Hi @li.nguyen, thank you very much for your comments. I really appreciate the improvements you mentioned. I’m sure implementing them would make it much more intuitive and interactive. Thanks!

2 Likes

Parking and Camera Violations Interactive Dashboard

This Dash app loads and cleans a CSV file of parking and camera violations, extracting key fields like violation status, date, and hour. It provides dropdown filters for state and violation type, and displays four KPI cards: unique plates, total violations, total fine amount, and unpaid amount. The interface has three tabs: one for violation types and times (bar chart and heatmap), one for status and amounts (pie chart and scatter plot), and one for an interactive data table. All charts and KPIs update dynamically based on the selected filters. The app uses Dash Bootstrap Components for styling and Dash AG Grid for the data table.

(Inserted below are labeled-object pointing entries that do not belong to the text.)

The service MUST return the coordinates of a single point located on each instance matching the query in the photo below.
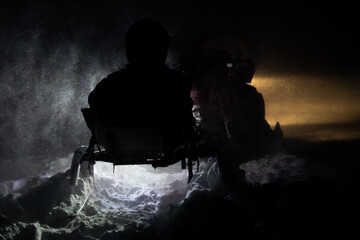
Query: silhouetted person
(232, 112)
(146, 92)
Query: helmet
(230, 56)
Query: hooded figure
(146, 92)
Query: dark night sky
(54, 52)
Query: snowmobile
(135, 145)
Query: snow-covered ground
(139, 202)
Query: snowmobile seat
(119, 144)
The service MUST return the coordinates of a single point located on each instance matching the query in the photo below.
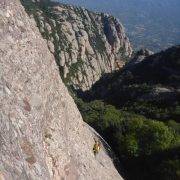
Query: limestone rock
(83, 35)
(42, 134)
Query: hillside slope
(85, 44)
(152, 24)
(149, 86)
(42, 134)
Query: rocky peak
(42, 134)
(85, 44)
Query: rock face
(139, 57)
(42, 134)
(85, 44)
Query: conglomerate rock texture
(85, 44)
(42, 134)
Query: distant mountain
(150, 87)
(85, 44)
(153, 24)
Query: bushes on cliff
(136, 140)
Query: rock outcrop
(85, 44)
(42, 134)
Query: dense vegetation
(147, 149)
(138, 112)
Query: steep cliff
(85, 44)
(42, 134)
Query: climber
(96, 147)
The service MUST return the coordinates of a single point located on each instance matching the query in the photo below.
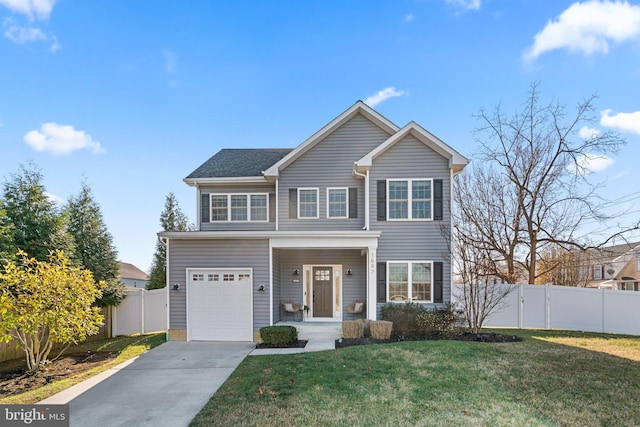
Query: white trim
(307, 287)
(346, 193)
(317, 190)
(410, 280)
(357, 108)
(230, 208)
(457, 161)
(409, 182)
(194, 182)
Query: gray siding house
(355, 212)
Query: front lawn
(550, 378)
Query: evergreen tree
(31, 218)
(94, 244)
(171, 219)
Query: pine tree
(94, 244)
(171, 219)
(31, 218)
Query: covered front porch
(321, 276)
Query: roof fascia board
(358, 107)
(193, 182)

I try to upload it later to pycafe.

Code:
import pandas as pd
from dash import Dash, html, Input, Output, dcc
import dash_bootstrap_components as dbc
import plotly.express as px
import dash_ag_grid as dag

# US state abbreviation mapping
us_state_abbrev = {
    'AL': 'Alabama', 'AK': 'Alaska', 'AZ': 'Arizona', 'AR': 'Arkansas',
    'CA': 'California', 'CO': 'Colorado', 'CT': 'Connecticut', 'DE': 'Delaware',
    'FL': 'Florida', 'GA': 'Georgia', 'HI': 'Hawaii', 'ID': 'Idaho',
    'IL': 'Illinois', 'IN': 'Indiana', 'IA': 'Iowa', 'KS': 'Kansas',
    'KY': 'Kentucky', 'LA': 'Louisiana', 'ME': 'Maine', 'MD': 'Maryland',
    'MA': 'Massachusetts', 'MI': 'Michigan', 'MN': 'Minnesota', 'MS': 'Mississippi',
    'MO': 'Missouri', 'MT': 'Montana', 'NE': 'Nebraska', 'NV': 'Nevada',
    'NH': 'New Hampshire', 'NJ': 'New Jersey', 'NM': 'New Mexico', 'NY': 'New York',
    'NC': 'North Carolina', 'ND': 'North Dakota', 'OH': 'Ohio', 'OK': 'Oklahoma',
    'OR': 'Oregon', 'PA': 'Pennsylvania', 'RI': 'Rhode Island', 'SC': 'South Carolina',
    'SD': 'South Dakota', 'TN': 'Tennessee', 'TX': 'Texas', 'UT': 'Utah',
    'VT': 'Vermont', 'VA': 'Virginia', 'WA': 'Washington', 'WV': 'West Virginia',
    'WI': 'Wisconsin', 'WY': 'Wyoming', 'DC': 'District of Columbia'
}

# Load and clean data
df = pd.read_csv("violations.csv")
df = df.drop_duplicates()

# Use "in progress" instead of "unknown"
df['Violation Status'] = df['Violation Status'].fillna("in progress")
df['Violation Status'] = df['Violation Status'].replace("unknown", "in progress")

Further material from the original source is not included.